Jazz e o golpe no Congo

Louis Armstrong desembarcou em Leopoldvillle, (atual Kinshasa), capital do Congo, em 28 de outubro de 1960. Um show para os EUA usarem o softpower e se aproximarem do país que comemorava sua independência recente da Bélgica? Não foi bem assim. Armstrong era usado – e sabia – pela CIA para derrubar o governo do primeiro-ministro Patrice Lumumba. Não era apenas um concerto de jazz. Era o início do réquiem neocolonialista.

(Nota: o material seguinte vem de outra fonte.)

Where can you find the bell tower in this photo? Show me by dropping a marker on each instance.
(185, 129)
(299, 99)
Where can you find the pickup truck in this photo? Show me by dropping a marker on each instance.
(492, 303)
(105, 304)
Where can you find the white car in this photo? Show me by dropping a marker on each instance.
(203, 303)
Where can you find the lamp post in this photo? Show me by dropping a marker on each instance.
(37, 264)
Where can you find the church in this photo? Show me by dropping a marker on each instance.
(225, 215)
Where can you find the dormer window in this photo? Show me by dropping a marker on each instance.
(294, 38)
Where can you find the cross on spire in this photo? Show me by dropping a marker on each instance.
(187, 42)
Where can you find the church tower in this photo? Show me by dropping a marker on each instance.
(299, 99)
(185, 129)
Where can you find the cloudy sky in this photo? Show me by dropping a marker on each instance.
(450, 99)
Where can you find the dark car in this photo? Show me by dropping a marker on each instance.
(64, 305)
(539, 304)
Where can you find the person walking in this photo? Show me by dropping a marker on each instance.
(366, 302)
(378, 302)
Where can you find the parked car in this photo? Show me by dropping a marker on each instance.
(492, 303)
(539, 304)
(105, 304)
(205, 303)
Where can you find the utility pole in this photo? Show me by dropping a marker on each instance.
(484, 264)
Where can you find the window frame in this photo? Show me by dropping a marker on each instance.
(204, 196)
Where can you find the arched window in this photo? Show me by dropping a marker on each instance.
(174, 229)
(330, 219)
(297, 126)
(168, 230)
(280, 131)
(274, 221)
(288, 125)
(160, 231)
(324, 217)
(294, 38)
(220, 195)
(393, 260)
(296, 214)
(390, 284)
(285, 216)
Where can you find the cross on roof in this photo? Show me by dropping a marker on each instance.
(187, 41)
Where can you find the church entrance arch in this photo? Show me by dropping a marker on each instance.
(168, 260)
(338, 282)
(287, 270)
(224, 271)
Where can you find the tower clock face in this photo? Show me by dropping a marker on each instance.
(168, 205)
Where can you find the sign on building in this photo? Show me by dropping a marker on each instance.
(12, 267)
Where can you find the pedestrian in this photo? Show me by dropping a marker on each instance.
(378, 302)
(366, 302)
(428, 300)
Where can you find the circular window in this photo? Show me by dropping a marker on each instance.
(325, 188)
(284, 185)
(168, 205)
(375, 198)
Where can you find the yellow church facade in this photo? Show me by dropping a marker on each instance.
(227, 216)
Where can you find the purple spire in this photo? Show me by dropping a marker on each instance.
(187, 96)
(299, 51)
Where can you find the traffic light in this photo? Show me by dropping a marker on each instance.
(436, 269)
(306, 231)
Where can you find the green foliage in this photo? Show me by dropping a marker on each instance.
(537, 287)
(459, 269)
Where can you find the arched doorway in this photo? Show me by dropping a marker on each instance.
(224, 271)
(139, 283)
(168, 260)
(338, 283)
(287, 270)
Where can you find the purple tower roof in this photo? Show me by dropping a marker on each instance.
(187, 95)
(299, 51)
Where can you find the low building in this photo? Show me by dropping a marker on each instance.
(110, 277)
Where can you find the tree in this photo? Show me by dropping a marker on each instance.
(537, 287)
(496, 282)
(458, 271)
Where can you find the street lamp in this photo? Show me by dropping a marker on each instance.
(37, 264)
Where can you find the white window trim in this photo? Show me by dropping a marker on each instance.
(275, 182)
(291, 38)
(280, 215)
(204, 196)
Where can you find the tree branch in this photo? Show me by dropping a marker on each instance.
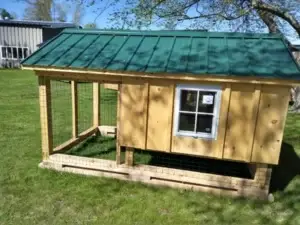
(276, 10)
(225, 17)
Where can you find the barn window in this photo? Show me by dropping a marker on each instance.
(197, 111)
(8, 52)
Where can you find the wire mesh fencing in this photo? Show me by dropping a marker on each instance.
(85, 106)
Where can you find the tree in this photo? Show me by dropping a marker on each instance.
(60, 12)
(236, 15)
(78, 12)
(38, 10)
(90, 26)
(5, 15)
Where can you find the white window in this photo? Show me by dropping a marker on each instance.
(197, 111)
(9, 52)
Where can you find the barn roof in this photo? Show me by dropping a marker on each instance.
(175, 52)
(41, 24)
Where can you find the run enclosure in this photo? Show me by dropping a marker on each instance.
(165, 109)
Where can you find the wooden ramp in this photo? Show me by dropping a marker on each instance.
(257, 188)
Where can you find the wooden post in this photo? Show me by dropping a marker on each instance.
(118, 147)
(129, 156)
(46, 117)
(263, 175)
(74, 109)
(96, 104)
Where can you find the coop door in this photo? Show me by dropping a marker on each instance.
(159, 122)
(241, 121)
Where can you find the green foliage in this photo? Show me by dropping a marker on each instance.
(39, 10)
(231, 15)
(90, 26)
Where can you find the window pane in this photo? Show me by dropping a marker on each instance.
(15, 53)
(204, 123)
(25, 52)
(188, 100)
(20, 51)
(206, 101)
(9, 53)
(186, 122)
(4, 55)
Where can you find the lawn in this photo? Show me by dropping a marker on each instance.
(29, 195)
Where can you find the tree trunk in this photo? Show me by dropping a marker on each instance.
(296, 106)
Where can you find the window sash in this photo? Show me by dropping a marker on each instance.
(215, 114)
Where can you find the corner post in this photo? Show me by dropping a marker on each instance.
(45, 116)
(74, 109)
(118, 147)
(96, 104)
(129, 156)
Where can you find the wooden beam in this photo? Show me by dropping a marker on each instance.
(74, 141)
(129, 155)
(96, 104)
(118, 147)
(45, 116)
(74, 109)
(97, 75)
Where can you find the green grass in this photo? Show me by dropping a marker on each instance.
(29, 195)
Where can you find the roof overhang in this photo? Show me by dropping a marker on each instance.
(118, 77)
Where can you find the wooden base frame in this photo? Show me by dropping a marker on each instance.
(257, 188)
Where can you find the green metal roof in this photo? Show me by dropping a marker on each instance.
(188, 52)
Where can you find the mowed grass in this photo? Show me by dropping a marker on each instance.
(29, 195)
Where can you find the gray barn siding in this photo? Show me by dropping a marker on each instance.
(21, 37)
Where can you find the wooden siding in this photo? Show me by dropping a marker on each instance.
(241, 122)
(160, 110)
(133, 114)
(111, 86)
(250, 129)
(270, 124)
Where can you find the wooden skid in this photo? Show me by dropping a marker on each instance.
(217, 184)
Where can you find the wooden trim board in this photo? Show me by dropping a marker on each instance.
(94, 75)
(45, 116)
(217, 184)
(74, 109)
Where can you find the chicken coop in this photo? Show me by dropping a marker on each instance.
(189, 101)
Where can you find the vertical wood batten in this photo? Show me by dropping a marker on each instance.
(74, 109)
(96, 104)
(45, 116)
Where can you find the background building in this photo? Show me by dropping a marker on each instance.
(18, 39)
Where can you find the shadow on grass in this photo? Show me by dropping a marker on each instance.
(287, 169)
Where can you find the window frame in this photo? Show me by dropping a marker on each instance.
(216, 111)
(11, 47)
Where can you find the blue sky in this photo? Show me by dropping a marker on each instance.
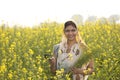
(30, 12)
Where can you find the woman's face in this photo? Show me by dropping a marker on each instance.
(70, 32)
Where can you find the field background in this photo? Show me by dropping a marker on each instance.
(22, 50)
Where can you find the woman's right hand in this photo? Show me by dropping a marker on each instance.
(52, 61)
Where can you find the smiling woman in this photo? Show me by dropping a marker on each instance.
(67, 53)
(32, 12)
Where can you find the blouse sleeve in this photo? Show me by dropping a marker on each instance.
(55, 50)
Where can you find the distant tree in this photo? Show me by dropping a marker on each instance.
(78, 19)
(114, 18)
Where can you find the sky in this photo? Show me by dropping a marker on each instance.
(32, 12)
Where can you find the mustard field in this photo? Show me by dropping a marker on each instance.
(23, 50)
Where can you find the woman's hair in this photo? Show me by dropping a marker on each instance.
(68, 23)
(78, 37)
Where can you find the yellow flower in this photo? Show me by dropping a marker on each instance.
(10, 75)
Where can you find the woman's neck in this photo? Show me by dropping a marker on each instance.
(71, 42)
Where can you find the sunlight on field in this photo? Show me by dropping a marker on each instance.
(22, 51)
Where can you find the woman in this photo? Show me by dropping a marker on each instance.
(68, 52)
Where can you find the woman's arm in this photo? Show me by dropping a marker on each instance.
(53, 64)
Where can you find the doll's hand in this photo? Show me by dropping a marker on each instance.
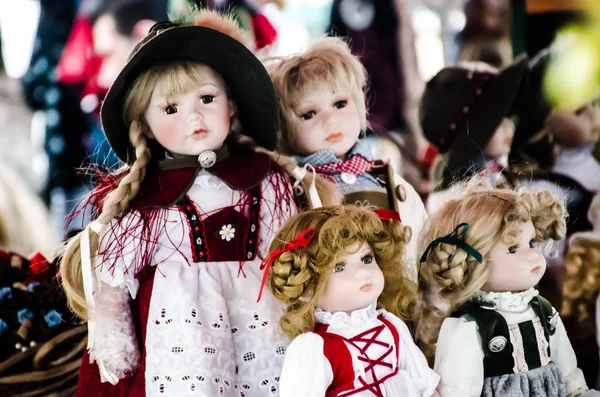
(115, 348)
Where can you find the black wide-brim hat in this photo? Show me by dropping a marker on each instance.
(461, 108)
(248, 82)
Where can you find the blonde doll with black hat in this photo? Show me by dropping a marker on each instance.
(478, 311)
(465, 113)
(167, 275)
(323, 114)
(339, 272)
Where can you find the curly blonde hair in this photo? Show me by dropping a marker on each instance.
(449, 276)
(582, 284)
(327, 63)
(298, 277)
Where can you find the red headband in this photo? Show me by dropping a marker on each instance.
(388, 215)
(299, 242)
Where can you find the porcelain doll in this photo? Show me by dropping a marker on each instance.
(167, 275)
(323, 115)
(339, 272)
(495, 335)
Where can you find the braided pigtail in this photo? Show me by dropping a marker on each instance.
(115, 204)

Quem conta essa história é o documentário Trilha Sonora para um Golpe de Estado, do diretor belga Johan Grimonprez. A obra é uma sucessão frenética de informações sobre a deposição e o assassinato de Patrice Lumumba, eleito após as primeiras eleições livres no país. A trilha sonora impecável é uma das protagonistas e casa com uma linguagem afiada. Entre os músicos estão John Coltrane, Max Roach, Abbey Lincoln, Nina Simone, Thelonious Monk, Dizzy Gillespie, Louis Armstrong, Mirian Makeba, L’African Jazz e Grand Kalee. Há playlists com todas as canções disponíveis no Spotify.

Patrice Lumumba foi fundador do Movimento Nacional Congolês e principal liderança do movimento popular que culminou no fim da dominação colonial belga, que perdurou de 1908 até 1960. Em janeiro de 1960, houve uma conferência da independência em Bruxelas, mas o MNC se recusou a participar sem Lumumba, preso por organizar um ato político no ano anterior.

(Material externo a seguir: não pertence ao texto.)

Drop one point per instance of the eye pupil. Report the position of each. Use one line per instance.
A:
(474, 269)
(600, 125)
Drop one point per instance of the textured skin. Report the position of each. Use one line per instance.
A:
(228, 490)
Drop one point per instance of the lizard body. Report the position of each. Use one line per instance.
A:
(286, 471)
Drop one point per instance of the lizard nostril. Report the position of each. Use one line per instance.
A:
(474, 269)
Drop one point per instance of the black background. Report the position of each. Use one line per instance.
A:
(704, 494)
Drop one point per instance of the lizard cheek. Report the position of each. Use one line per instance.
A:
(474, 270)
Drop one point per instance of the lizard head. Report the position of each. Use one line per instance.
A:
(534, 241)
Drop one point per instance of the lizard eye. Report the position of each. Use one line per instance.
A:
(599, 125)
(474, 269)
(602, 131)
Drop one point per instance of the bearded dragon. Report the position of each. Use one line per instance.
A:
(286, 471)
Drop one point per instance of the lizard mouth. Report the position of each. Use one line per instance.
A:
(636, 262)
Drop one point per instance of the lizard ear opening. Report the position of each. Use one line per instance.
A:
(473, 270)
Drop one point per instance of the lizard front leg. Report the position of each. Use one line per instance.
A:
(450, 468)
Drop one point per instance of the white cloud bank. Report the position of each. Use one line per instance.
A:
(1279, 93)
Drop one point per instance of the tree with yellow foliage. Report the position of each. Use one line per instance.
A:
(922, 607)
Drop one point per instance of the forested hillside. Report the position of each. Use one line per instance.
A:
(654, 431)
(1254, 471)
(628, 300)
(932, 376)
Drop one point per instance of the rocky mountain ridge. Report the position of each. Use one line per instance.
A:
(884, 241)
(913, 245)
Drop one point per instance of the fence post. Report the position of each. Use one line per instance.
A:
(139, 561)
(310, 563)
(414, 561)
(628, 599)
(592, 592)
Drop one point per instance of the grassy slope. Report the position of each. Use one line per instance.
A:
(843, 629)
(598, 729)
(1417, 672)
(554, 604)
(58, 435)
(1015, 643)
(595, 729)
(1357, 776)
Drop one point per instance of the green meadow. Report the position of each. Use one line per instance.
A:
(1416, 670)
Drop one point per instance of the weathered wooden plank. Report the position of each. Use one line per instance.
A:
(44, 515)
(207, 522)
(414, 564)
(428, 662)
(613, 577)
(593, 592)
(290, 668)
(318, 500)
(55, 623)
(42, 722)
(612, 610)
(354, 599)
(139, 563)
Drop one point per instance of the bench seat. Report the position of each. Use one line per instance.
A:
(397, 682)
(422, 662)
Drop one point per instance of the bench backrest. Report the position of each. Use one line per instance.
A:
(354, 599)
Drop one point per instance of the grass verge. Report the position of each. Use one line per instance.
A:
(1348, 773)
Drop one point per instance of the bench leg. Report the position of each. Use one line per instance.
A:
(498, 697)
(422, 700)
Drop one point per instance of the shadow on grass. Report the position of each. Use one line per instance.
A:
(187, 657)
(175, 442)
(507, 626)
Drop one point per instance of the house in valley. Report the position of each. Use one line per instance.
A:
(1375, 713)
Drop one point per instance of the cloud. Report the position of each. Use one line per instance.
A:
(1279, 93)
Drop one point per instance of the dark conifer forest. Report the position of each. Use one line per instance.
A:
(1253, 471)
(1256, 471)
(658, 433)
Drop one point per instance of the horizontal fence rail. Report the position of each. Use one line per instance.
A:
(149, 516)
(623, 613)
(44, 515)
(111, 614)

Pressionado, o governo belga foi obrigado a libertá-lo e enviá-lo ao encontro. Foram marcadas eleições livres em maio de 1960 e a data para a independência, em 30 de junho daquele ano. O partido venceu as eleições e Lumumba foi eleito primeiro-ministro. Uma nova era começa ao som de da rumba Independence Cha-Cha  de Le Grand Kallé e seu grupo L’African Jazz.

Esse tempo de esperança e liberdade durou cerca de três meses. Entre os diversos conflitos internos no período, a rica província de Catanga, comandado pelo rival político Moïse Tshombe, se declarou independente, com o apoio de empresas de exploração de minas e do governo belga. E ainda o presidente Kasa-Vubu que tentou dissolver o governo e derrubar Lumuba.

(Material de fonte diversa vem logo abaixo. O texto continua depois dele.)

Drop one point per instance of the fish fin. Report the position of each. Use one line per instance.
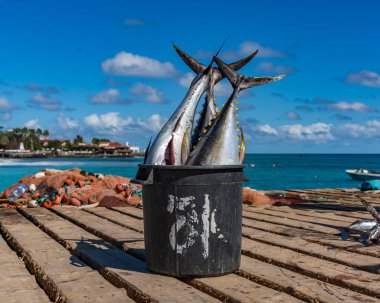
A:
(190, 61)
(228, 72)
(147, 150)
(185, 149)
(242, 147)
(257, 81)
(178, 121)
(169, 153)
(239, 64)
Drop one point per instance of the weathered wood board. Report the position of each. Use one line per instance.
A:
(290, 253)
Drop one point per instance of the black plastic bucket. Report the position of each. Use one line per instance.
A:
(192, 218)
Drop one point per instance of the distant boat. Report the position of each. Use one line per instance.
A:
(361, 174)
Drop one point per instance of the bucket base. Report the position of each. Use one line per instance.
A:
(171, 274)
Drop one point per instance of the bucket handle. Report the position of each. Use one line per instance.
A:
(148, 181)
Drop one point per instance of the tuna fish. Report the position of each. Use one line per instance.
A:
(369, 230)
(173, 143)
(219, 144)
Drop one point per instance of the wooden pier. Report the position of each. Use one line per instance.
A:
(290, 253)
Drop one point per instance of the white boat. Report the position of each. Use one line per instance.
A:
(361, 174)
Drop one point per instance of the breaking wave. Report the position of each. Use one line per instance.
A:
(23, 162)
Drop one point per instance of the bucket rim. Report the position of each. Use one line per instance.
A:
(192, 167)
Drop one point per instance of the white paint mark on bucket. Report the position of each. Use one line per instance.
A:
(206, 226)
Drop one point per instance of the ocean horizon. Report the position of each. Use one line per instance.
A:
(270, 171)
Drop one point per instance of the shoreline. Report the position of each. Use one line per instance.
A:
(50, 156)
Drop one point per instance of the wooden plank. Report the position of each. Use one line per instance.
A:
(113, 233)
(300, 286)
(305, 212)
(248, 217)
(327, 271)
(17, 285)
(132, 211)
(296, 217)
(241, 290)
(354, 212)
(117, 267)
(363, 262)
(118, 218)
(230, 286)
(64, 277)
(335, 243)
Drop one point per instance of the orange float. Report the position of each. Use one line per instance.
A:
(47, 204)
(57, 200)
(4, 195)
(68, 182)
(79, 183)
(92, 200)
(36, 195)
(119, 188)
(66, 199)
(75, 202)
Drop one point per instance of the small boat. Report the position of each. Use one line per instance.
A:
(361, 174)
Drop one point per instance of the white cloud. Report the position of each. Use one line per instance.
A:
(6, 116)
(32, 123)
(351, 107)
(148, 93)
(318, 132)
(114, 125)
(266, 129)
(45, 102)
(5, 105)
(105, 97)
(293, 115)
(128, 64)
(269, 67)
(369, 129)
(248, 47)
(66, 123)
(110, 123)
(365, 78)
(153, 123)
(134, 22)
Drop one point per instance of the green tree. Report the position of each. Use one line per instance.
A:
(78, 139)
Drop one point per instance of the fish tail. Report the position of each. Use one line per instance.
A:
(190, 61)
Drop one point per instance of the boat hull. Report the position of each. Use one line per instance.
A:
(362, 176)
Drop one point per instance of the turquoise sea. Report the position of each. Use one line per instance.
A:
(270, 171)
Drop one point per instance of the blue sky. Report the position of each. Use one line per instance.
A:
(108, 69)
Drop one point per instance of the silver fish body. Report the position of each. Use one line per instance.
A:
(362, 226)
(173, 143)
(220, 145)
(178, 129)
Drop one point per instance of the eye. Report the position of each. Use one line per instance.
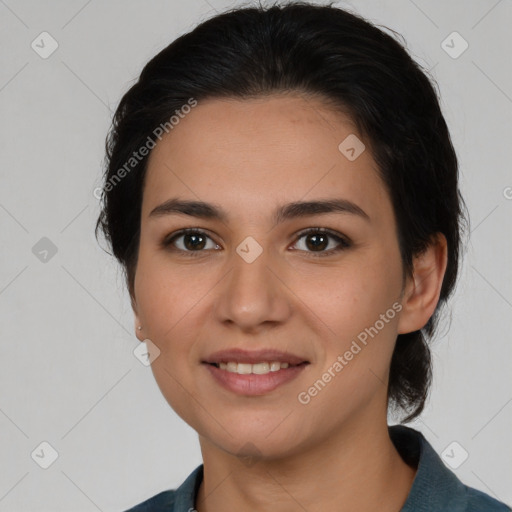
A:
(194, 241)
(318, 240)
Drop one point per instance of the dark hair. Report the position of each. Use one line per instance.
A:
(355, 68)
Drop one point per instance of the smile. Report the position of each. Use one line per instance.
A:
(253, 379)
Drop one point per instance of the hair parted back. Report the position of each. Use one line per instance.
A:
(352, 66)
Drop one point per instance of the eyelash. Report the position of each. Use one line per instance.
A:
(344, 243)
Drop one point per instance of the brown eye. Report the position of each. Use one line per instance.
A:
(317, 240)
(191, 241)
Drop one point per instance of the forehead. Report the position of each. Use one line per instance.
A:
(256, 152)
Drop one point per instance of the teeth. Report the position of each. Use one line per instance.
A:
(247, 368)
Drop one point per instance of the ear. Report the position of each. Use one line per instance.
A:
(422, 290)
(137, 319)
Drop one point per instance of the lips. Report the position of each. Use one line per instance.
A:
(254, 357)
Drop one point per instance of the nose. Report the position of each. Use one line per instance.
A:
(253, 294)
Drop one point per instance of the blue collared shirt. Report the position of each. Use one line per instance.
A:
(435, 487)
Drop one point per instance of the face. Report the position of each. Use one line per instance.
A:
(322, 284)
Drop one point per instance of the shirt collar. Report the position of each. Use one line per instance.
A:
(434, 488)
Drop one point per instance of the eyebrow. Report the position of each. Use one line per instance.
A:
(285, 212)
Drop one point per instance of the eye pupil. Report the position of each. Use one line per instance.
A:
(317, 237)
(189, 236)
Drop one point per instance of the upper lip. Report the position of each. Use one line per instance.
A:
(253, 356)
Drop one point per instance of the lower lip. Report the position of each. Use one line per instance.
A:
(253, 384)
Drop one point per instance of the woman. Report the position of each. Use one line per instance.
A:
(282, 193)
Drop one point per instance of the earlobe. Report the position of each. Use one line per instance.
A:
(423, 289)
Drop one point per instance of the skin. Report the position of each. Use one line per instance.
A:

Todas essas crises tinham a Guerra Fria como pano de fundo. Europa e EUA queriam manter seus lucros na exploração de recursos naturais e a URSS tentava aumentar sua influência no continente. O fim do colonialismo foi uma oportunidade para a então URSS se aproximar dos novos governos africanos. Americanos e europeus tentavam impor presidentes-fantoches e boicotavam governos populares. A URSS oferecia apoio militar, suprimentos e força política, como os icônicos discursos do primeiro secretário Nikita Khrushchev na ONU defendendo a soberania dessas nações. O documentário mostra um saboroso momento histórico: o encontro de Khrushchev com Fidel Castro em um hotel no Harlem, recebido por Malcolm X.

Em entrevista ao Estadão o diretor surpreende: “cresci na Bélgica e nunca aprendi sobre isso na escola. O assassinato de Patrice Lumumba é um evento que ainda hoje é distorcido, com ele sendo rotulado como comunista. Os belgas fizeram isso para conquistar o apoio dos Estados Unidos. No filme, ao ser perguntado se era comunista, Lumumba responde: “Sou africano, antes de tudo. Meu país deve decidir seu próprio destino.”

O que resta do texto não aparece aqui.